"So", Fudge said nervously, "that's the situation we have here". Fudge distinctly did not like the man sitting across the table from him. Bereft of magic yes, he still possessed a frightening aura, as all these strange muggle leaders did. He disliked their encounters, they always left him feeling somehow vulnerable, like he was on a table being dissected.
"So what you're saying. Please correct me if I'm wrong. Is that some of your wizard criminals want to kill all of us, as they would put it, "muggles", for some twisted ideology of pure bloodedness." Prime Minister Snow looked almost bored with the idea.
"Yes, in essence, that is correct." Fudge did not like the way the man was staring at him.
"And what can we do about this? I know us", his voice turned wry, "muggles have killed wizards before, aided with nothing but ancient contraptions like crossbows".
"Oh these criminals are far more dangerous than you know", despite himself, Fudge was confident in this, "muggles couldn't hope to take down a Death-Eater".
Snow hated Fudge. The little weasely man, too self-important to take into account those outside his own very-small sphere of influence. Apparently this "Voldemort" fellow had been responsible for many incidents in the past. Incidents that were described, without fail, as abnormal, unrelated occurrences. The thought of "muggle" assistence had probably never occurred to the wizarding world. If anything, Snow considered, it might be pure luck that he was being informed at all.
Wizards in general, by his estimation, were almost as handicapped by their magic as they were empowered. Even their prime minister, unless he missed his guess, probably didn't know what guns did, let alone time bombs or poisons. He had read a book of their "muggle studies", a laughably shallow understanding of the other 6 billion people on the planet. Guns described as "a kind of metal wand that Muggles use to kill each other", electricity described as a mystical, impossible force, also implied to be largely useless. If the death eaters were as childish in their estimations of the everyman, then they might be easier to track and assassinate than any of the Nazis.
None of these emotions played out on his face. "We shall see about that then" Snow frowned "I don't suppose I could borrow some of your combat-wizards, and perhaps a convict or two for combat practice.
"No problem! No problem!" Fudge was relieved the meeting seemed to be ending.
Snow picked up the phone, "we have an urgent situation, inform Harper, Bauer, Zhao, and Prokofiev that we need to meet, back channels, nobody can know of this."

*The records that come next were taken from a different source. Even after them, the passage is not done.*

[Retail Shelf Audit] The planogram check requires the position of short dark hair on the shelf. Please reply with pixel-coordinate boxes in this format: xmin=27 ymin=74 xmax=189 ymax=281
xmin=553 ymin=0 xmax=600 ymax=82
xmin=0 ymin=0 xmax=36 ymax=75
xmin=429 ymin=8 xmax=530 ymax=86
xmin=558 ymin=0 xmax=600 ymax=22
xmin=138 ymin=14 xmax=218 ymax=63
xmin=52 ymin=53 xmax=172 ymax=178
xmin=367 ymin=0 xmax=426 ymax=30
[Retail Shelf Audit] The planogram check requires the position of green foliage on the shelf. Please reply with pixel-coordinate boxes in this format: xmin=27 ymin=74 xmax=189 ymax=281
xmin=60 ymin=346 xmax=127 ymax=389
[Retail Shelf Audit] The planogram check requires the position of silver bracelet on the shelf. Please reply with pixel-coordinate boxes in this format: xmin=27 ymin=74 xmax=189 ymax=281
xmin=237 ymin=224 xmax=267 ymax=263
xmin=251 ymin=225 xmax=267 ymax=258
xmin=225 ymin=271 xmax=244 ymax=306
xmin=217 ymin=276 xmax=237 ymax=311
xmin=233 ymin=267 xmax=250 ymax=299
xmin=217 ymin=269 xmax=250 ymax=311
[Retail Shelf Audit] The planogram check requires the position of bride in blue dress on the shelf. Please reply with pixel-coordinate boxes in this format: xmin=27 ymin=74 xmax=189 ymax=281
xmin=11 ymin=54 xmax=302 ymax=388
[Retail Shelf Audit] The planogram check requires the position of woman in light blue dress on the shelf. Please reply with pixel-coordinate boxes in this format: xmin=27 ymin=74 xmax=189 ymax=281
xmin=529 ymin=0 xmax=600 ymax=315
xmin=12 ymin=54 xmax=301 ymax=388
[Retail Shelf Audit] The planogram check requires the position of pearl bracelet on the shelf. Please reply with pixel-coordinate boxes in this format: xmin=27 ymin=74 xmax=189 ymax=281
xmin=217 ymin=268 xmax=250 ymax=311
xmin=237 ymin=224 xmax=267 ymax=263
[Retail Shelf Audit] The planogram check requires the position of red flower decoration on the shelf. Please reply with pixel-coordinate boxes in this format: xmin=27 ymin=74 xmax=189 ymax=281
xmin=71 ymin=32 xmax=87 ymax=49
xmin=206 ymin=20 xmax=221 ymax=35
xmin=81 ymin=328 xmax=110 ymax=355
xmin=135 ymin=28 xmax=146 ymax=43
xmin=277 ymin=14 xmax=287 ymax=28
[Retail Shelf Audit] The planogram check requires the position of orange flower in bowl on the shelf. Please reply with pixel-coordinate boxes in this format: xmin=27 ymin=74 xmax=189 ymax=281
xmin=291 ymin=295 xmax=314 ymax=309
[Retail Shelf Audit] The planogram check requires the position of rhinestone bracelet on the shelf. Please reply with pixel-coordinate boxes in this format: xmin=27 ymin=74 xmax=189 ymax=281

Snow had just finished his exposition to the various heads of state.
Harper nodded grimly, rage boiling beneath a veneer of calm, "the American wizards have told me nothing". He chuckled, almost like he had just heard an old joke. "You'd think that genocidal maniacs with mind controlling powers would be significant enough to mention"
"The Chinese do not inform me even of changes in leadership, I suspect they are even more backwards than their western cousins", Zhao frowned.
"They tell us little always" Prokofiev said "they think us to be simpletons, incompetents, harmless".
"Good" Bauer, more than any of the other elderly heads of state, seemed angry, "Then these bastards will not know we are coming".
"I would be willing to bet that even if we called the UN into session right now, calling for a specialty strike force against abnormal opponents with unknown abilities, this subject Vega as you say would not know we were coming" Harper's second laugh was more genuine than the first.
"Then we are agreed" Snow said "project Mockingbird will begin today".
AUTHOR'S NOTE:
I didn't want to use any real world politicians. Somehow it made it all seem less serious. The countries being represented are the UK, America, Germany, Russia, and China. Of course, Germany indirectly contacts the rest of the EU. It's all immaterial to the bulk of the story but I feel the need to explain haha.
Regarding how "realistic" this is going to be... I haven't decided yet. My basic assumption is that the attitudes shown and implied towards muggles by the books hold. I probably won't delve deeper in what those attitudes could mean for society, or into various economic issues the wizarding world must have, simply because it will get in the way of the narrative I am trying to present.